CeluneNorm-0.6B-v1.1: Lightweight Text Normalization
CeluneNorm-0.6B-v1.1, developed by lunahr, is a 0.8 billion parameter causal language model fine-tuned from Qwen3-0.6B-Base. Its primary function is text normalization, transforming poorly formatted input into clean, readable text suitable for Text-to-Speech (TTS) and other preprocessing tasks. The model is designed to be conservative, prioritizing the preservation of original meaning and avoiding sentence rewriting or changes to domain-specific tokens like URLs or names.
Key Capabilities
- Deterministic output: Ensures consistent normalization without sampling.
- Meaning preservation: Avoids altering the original intent or content of the text.
- Structure and intent handling: Maintains the structural integrity of the input.
- Mixed text support: Effectively processes natural language combined with technical content.
- Conservative punctuation: Prefers standard punctuation like periods over exclamation marks unless explicitly indicated.

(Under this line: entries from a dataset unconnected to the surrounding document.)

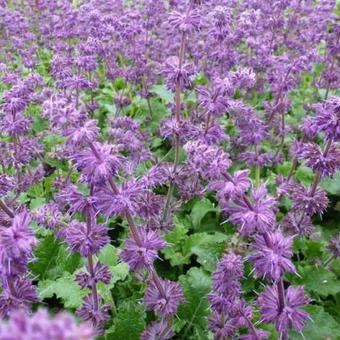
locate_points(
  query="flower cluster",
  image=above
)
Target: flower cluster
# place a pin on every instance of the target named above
(41, 326)
(118, 117)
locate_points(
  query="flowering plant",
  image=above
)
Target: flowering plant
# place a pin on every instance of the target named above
(169, 169)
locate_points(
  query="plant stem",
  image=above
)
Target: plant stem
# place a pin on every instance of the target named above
(90, 265)
(177, 139)
(7, 210)
(281, 296)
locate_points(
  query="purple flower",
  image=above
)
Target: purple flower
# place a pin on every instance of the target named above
(334, 245)
(298, 222)
(185, 21)
(229, 189)
(212, 102)
(260, 334)
(226, 278)
(304, 199)
(328, 118)
(6, 184)
(40, 325)
(174, 73)
(325, 162)
(254, 216)
(49, 216)
(244, 78)
(126, 199)
(86, 241)
(99, 163)
(19, 296)
(221, 326)
(291, 316)
(18, 240)
(82, 135)
(272, 255)
(142, 255)
(78, 201)
(208, 161)
(101, 273)
(166, 304)
(182, 128)
(157, 330)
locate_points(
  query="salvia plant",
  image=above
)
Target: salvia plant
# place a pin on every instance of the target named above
(169, 169)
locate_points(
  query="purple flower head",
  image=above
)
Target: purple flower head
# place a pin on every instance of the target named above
(208, 161)
(260, 334)
(166, 304)
(77, 201)
(226, 278)
(306, 200)
(157, 330)
(41, 326)
(82, 135)
(173, 73)
(19, 296)
(334, 245)
(49, 216)
(7, 184)
(127, 198)
(186, 21)
(212, 102)
(182, 128)
(142, 255)
(298, 222)
(222, 327)
(18, 240)
(229, 189)
(328, 118)
(101, 273)
(310, 128)
(291, 316)
(222, 301)
(244, 78)
(99, 163)
(256, 215)
(272, 255)
(325, 162)
(84, 240)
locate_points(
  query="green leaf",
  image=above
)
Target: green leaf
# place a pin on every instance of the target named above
(304, 175)
(208, 255)
(332, 185)
(321, 327)
(46, 254)
(108, 255)
(129, 323)
(162, 92)
(200, 210)
(320, 281)
(53, 259)
(64, 288)
(196, 285)
(119, 272)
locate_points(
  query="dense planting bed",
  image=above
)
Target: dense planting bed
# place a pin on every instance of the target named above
(169, 169)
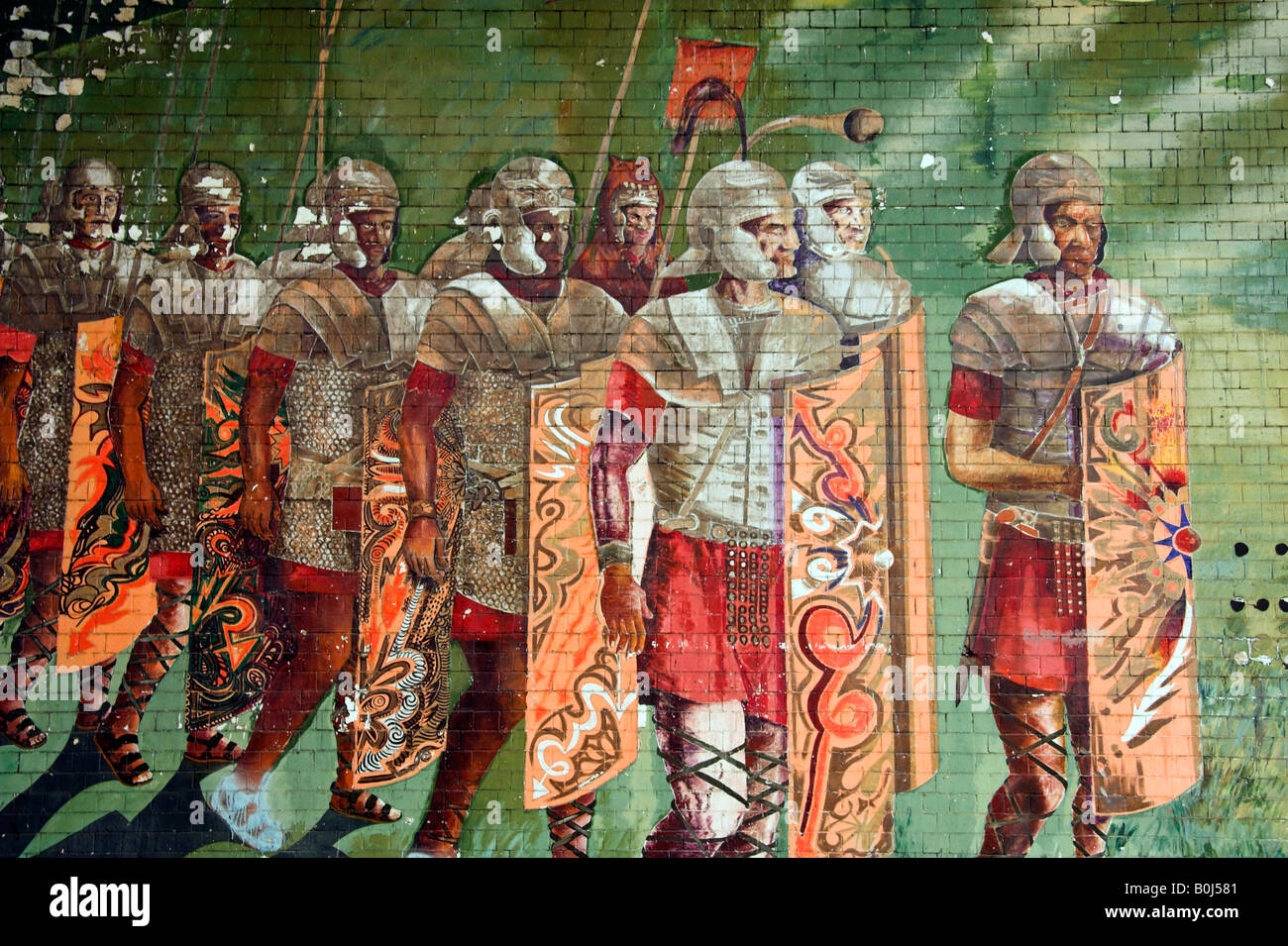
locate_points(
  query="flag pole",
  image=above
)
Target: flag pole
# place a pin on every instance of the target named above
(596, 176)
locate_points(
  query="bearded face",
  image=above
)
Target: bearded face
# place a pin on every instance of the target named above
(639, 227)
(550, 232)
(219, 227)
(1078, 231)
(851, 219)
(95, 211)
(365, 239)
(776, 236)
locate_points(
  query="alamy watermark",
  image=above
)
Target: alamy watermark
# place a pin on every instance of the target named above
(941, 683)
(22, 683)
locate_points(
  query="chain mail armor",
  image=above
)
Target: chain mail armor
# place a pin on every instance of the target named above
(343, 341)
(50, 289)
(498, 347)
(233, 304)
(1018, 331)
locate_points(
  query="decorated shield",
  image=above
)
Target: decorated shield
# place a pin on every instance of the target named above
(14, 532)
(840, 755)
(239, 637)
(1141, 644)
(581, 709)
(404, 624)
(106, 596)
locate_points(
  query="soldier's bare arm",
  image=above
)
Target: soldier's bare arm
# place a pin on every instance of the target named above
(973, 463)
(619, 443)
(439, 358)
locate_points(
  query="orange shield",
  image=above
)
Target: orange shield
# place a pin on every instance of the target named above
(859, 619)
(404, 624)
(1141, 644)
(237, 639)
(581, 714)
(106, 596)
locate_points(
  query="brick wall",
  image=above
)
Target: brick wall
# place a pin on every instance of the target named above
(1179, 107)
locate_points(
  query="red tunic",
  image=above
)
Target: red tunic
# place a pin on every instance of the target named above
(691, 650)
(1031, 619)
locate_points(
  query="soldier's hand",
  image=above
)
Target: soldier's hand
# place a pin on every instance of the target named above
(259, 510)
(13, 486)
(143, 501)
(425, 549)
(625, 607)
(1070, 484)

- Multi-sentence normalization: Can normalize multiple sentences when boundaries are clear.
Training and Performance
The model was fine-tuned on a mixed dataset including formal, conversational, and synthetic text, achieving a mean token accuracy of 97.53%. While not a full grammar correction system, it provides reliable text cleaning, particularly for applications where meaning preservation and structural integrity are paramount. It is not intended for aggressive correction or expanding slang.